8. Stern’s nervousness is what convinced Thomas to direct. She took a meeting with Stern to discuss the directing gig, fully expecting to turn it down. Then this happened: “Howard reached out to shake my hand, and his was trembling. He was so nervous to meet me, and everything changed at that exact moment. I needed to see that vulnerability. He had never done anything like this before, and he had to trust someone to lead him through it. I felt like I could do that.”
9. Paul Giamatti’s character wasn’t exaggerated at all.
According to Stern’s on-air buddy Jackie Martling, who first hooked up with Stern in 1983 and played himself in the movie, “I walked in one day and was introduced to Kevin, the new program director. Everything seemed peachy at first. But after a short while, he and Howard started banging heads. Then each week their relationship deteriorated a bit more until the whole thing imploded.
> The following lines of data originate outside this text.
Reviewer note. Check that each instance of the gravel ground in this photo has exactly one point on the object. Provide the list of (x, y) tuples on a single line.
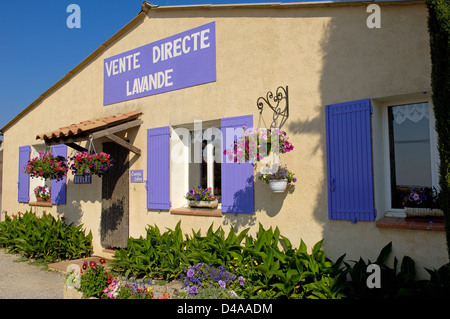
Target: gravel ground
[(21, 280)]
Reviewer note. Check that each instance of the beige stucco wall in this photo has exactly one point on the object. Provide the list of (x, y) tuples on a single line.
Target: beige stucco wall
[(325, 54)]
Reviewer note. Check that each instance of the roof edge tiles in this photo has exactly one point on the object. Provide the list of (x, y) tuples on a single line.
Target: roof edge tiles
[(90, 126)]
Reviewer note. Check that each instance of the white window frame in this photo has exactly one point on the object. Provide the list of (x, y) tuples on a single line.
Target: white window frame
[(179, 170), (381, 143), (34, 182)]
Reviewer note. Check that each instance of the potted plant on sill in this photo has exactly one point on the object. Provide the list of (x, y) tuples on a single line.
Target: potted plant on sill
[(47, 166), (86, 163), (422, 202), (256, 143), (42, 193), (203, 198), (279, 180)]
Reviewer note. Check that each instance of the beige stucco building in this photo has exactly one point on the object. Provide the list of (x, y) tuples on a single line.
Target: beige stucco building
[(213, 63)]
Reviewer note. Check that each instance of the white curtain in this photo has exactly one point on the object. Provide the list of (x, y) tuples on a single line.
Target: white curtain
[(413, 112)]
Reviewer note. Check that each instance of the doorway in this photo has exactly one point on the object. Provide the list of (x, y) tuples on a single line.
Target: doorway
[(114, 224)]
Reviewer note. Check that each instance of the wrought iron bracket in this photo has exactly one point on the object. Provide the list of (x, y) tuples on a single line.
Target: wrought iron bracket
[(276, 102)]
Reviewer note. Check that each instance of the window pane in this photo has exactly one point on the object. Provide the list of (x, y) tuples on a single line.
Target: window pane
[(410, 149)]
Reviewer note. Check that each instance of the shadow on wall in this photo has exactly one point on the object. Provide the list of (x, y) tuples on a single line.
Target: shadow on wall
[(271, 205)]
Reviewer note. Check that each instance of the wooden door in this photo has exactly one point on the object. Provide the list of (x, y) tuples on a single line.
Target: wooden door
[(114, 227)]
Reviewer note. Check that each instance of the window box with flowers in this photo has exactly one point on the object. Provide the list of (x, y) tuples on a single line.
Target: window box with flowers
[(422, 202), (256, 143), (86, 163), (202, 198), (47, 166), (42, 194), (279, 180)]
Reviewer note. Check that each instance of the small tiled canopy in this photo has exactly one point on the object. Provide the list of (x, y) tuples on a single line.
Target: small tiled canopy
[(94, 128)]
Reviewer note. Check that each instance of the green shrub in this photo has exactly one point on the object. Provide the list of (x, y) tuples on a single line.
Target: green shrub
[(93, 280), (44, 238), (274, 268)]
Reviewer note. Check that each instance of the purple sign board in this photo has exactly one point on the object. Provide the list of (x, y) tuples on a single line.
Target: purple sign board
[(137, 176), (179, 61)]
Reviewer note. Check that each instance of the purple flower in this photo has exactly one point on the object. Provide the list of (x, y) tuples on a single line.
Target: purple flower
[(241, 280), (190, 273), (193, 290)]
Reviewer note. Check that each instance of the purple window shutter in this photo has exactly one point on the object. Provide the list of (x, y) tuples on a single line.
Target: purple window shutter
[(59, 188), (158, 168), (237, 178), (24, 179), (349, 161)]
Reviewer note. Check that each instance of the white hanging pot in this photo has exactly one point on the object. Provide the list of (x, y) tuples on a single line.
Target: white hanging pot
[(278, 185)]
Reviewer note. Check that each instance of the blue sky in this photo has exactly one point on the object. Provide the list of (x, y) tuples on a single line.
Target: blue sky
[(37, 48)]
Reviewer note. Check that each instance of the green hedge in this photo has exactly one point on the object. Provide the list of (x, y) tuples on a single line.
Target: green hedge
[(45, 238), (439, 30), (272, 267)]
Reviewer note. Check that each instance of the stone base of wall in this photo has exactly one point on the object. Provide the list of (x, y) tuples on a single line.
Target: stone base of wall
[(70, 293)]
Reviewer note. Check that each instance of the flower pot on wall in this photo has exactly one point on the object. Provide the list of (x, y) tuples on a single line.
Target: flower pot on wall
[(278, 185), (203, 204), (423, 212), (42, 200)]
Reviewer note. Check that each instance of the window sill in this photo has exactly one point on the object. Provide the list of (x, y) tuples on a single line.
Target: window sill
[(197, 212), (404, 223), (43, 204)]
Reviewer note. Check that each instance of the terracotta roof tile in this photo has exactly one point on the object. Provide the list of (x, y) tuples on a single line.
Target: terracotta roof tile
[(90, 125)]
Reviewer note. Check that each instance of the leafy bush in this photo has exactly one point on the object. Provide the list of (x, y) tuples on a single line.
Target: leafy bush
[(93, 280), (44, 238), (271, 272), (396, 283)]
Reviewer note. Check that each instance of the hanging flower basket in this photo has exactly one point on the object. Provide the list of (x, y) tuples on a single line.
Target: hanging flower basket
[(47, 166), (202, 198), (279, 180), (86, 163), (422, 202), (42, 193), (256, 143)]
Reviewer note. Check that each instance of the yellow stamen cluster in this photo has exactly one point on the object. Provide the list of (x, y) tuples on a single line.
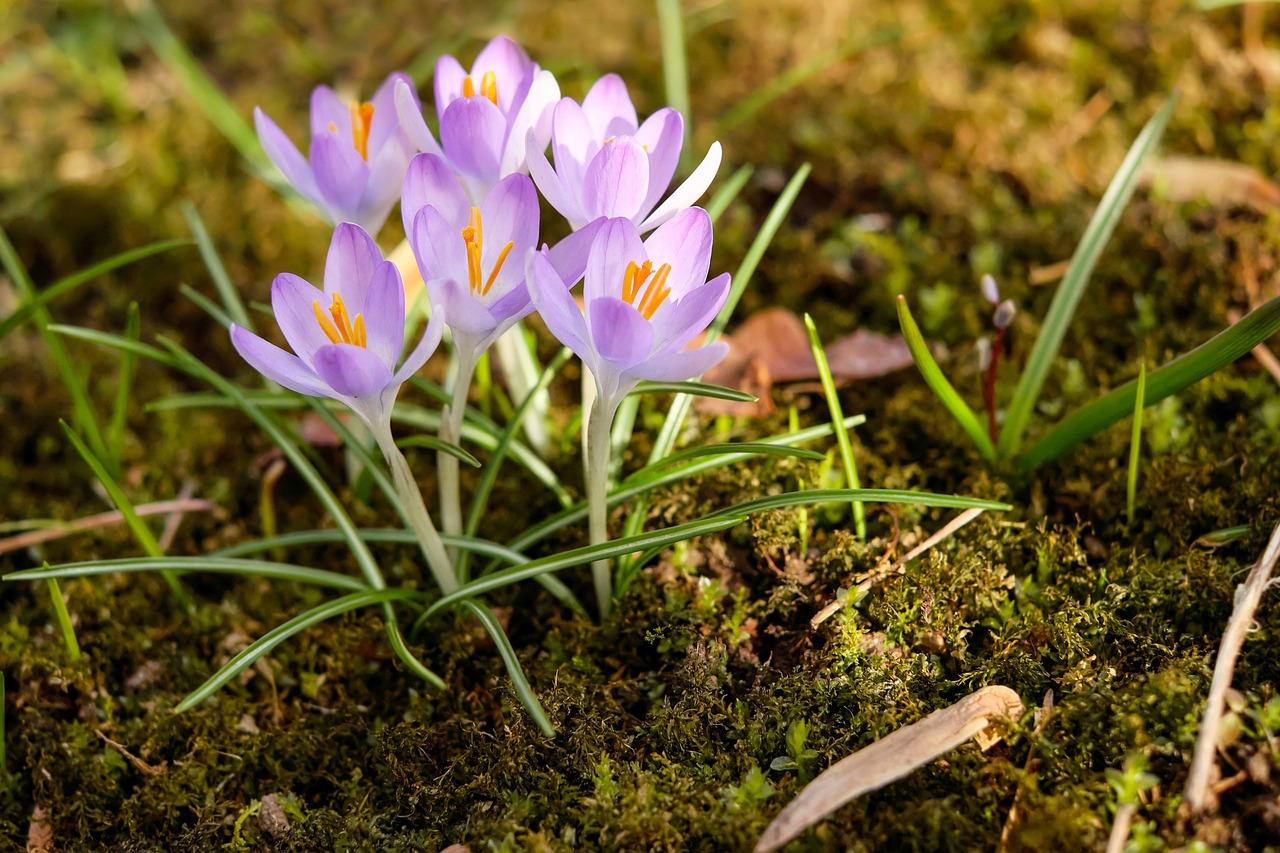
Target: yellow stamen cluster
[(361, 119), (341, 328), (488, 87), (474, 237), (653, 295)]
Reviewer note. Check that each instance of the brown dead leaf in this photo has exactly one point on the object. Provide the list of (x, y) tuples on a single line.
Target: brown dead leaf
[(890, 758), (1220, 182), (772, 346)]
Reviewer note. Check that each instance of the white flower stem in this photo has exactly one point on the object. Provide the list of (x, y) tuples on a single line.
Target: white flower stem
[(598, 446), (415, 511), (447, 464)]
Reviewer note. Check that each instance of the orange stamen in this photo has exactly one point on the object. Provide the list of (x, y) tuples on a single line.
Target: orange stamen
[(361, 119)]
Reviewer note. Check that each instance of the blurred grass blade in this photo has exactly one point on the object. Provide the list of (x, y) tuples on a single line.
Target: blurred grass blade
[(1139, 404), (227, 292), (1077, 279), (728, 191), (837, 416), (77, 388), (280, 633), (123, 391), (137, 527), (64, 286), (1183, 372), (675, 68), (64, 619), (208, 564), (938, 384), (519, 680), (695, 388)]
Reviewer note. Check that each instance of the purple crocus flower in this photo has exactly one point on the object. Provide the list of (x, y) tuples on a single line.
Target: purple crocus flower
[(346, 338), (644, 302), (485, 114), (357, 158), (609, 165)]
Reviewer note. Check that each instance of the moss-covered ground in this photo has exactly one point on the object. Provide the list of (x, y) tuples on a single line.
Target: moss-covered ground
[(952, 138)]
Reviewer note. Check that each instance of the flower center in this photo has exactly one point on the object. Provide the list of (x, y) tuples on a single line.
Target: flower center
[(647, 284), (488, 87), (474, 237), (341, 329)]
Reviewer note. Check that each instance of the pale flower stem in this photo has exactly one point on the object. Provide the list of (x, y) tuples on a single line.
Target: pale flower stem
[(600, 420), (447, 464), (415, 511)]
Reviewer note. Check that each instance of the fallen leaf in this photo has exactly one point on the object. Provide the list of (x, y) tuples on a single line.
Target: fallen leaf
[(1220, 182), (890, 758)]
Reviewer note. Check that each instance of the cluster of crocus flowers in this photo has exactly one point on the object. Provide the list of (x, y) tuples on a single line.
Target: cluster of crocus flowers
[(470, 211)]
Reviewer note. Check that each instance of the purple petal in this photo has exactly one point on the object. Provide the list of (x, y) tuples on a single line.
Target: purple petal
[(278, 365), (384, 314), (448, 83), (608, 108), (462, 311), (350, 265), (341, 173), (686, 194), (531, 122), (551, 185), (293, 304), (620, 333), (510, 65), (425, 347), (286, 155), (430, 181), (557, 306), (680, 365), (410, 113), (328, 109), (615, 246), (676, 324), (472, 133), (438, 247), (663, 136), (685, 242), (351, 370), (617, 179), (385, 123)]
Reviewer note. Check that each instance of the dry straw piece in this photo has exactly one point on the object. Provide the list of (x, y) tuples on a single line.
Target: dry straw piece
[(890, 758)]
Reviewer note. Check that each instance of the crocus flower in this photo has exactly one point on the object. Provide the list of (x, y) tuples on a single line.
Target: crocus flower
[(357, 158), (485, 114), (644, 302), (347, 337), (609, 165)]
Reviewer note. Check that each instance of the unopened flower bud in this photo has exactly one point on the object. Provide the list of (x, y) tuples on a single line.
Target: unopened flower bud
[(1005, 314)]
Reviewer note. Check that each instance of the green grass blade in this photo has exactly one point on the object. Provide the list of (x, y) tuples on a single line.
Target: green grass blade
[(141, 532), (938, 384), (64, 619), (728, 191), (1183, 372), (65, 286), (82, 410), (1139, 404), (519, 680), (227, 292), (123, 391), (837, 416), (695, 388), (675, 68), (280, 633), (214, 564), (1077, 279)]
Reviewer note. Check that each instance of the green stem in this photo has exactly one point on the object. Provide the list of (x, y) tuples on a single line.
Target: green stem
[(415, 512), (600, 420)]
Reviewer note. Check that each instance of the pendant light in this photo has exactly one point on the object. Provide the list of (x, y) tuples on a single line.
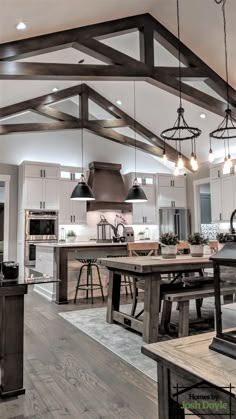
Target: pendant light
[(227, 128), (82, 191), (181, 131), (135, 193)]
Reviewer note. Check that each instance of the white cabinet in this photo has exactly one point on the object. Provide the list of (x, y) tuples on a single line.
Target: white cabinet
[(41, 193), (41, 170), (216, 200), (144, 213), (171, 191), (71, 212)]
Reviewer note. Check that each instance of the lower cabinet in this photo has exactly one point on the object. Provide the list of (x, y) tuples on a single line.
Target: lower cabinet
[(71, 212)]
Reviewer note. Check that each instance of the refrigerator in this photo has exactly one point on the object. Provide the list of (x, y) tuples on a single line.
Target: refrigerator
[(177, 221)]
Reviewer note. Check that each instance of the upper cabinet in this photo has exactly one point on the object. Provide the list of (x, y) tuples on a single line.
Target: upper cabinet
[(38, 186), (144, 213), (171, 191)]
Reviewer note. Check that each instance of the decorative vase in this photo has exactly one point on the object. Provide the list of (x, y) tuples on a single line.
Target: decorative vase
[(196, 250), (169, 251)]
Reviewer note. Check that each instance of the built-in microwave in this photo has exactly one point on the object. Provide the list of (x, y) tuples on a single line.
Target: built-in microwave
[(41, 225)]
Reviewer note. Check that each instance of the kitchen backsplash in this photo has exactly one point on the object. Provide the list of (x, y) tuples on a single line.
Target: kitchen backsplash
[(85, 232)]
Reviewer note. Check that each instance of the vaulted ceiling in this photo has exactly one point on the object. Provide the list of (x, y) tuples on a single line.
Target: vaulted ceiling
[(201, 30)]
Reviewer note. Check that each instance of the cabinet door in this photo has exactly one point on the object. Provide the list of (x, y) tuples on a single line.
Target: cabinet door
[(149, 208), (65, 212), (34, 193), (216, 202), (227, 188), (172, 197), (51, 194)]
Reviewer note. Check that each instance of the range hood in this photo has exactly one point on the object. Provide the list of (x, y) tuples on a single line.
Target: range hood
[(108, 187)]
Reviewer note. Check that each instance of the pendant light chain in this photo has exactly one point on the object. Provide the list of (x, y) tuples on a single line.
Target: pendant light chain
[(179, 42)]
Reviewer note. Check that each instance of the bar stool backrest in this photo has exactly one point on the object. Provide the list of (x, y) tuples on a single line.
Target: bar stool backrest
[(149, 249)]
Kevin was truly a cartoon character and Howard wasn’t just pushing the envelope, he was bulldozing it.”
10. Why didn’t they make a sequel? Private Parts remains Stern’s only movie, and Thomas has a theory as to why, “When it premiered and he saw that he could do it, Howard had a couple of ideas about other movies. The thing is, he can’t do anything lesser than what he’s already done, and it was pretty hard to top his first one.”
What’s your favorite scene in Private Parts? Have you even seen Private Parts? Wait, you haven’t. Really? Then, why did you read this article? It’s a pretty funny movie. You should check it out.